RHASS had been working closely with the Scottish Government in a bid to develop guidance that would allow them to hold it safely. When you consider the amount of people through the gates at Ingliston, it really was a bit of a non-starter!

It’s really very sad seeing the cancellation of all these large-scale events and agricultural shows. For many of us, shows are a lifeline – a chance to get out and meet people for a drink and a blether.

And if you’re like us, the Highland Show is your annual 'holiday' – a busman’s holiday, but a holiday none the less!

By the time June, 2022, comes around, three years will have passed without shows or social events. That’s a long time under any circumstances but even worse if you’re suffering from poor mental health.

Keep an eye on each other! Stay safe.

Before I sign off, I have to say I was heartened to learn I wasn’t the only one disgusted by the advert showing a son chastising his father for buying cow’s milk!

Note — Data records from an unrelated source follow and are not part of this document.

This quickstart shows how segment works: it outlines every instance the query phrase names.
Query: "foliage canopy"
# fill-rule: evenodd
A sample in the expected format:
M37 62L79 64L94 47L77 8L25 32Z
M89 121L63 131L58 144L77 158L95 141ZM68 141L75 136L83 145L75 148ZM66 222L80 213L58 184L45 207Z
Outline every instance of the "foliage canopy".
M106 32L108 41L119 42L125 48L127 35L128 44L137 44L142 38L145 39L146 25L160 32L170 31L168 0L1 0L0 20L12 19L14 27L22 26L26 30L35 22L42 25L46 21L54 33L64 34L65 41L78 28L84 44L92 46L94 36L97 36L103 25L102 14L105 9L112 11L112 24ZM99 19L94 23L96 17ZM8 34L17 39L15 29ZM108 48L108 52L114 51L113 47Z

For anyone who hasn’t seen it, the father is putting the milk in the fridge, while all of a sudden, this snotty wee kid appears and speaks to him as if he has done something really awful!

I have to say it was his sneer that annoyed me more than him having a go at cow’s milk! Dairy farmers and farmers growing oats have reacted angrily and called on the Advertising Standards Authority to do something about it! More power to their elbow.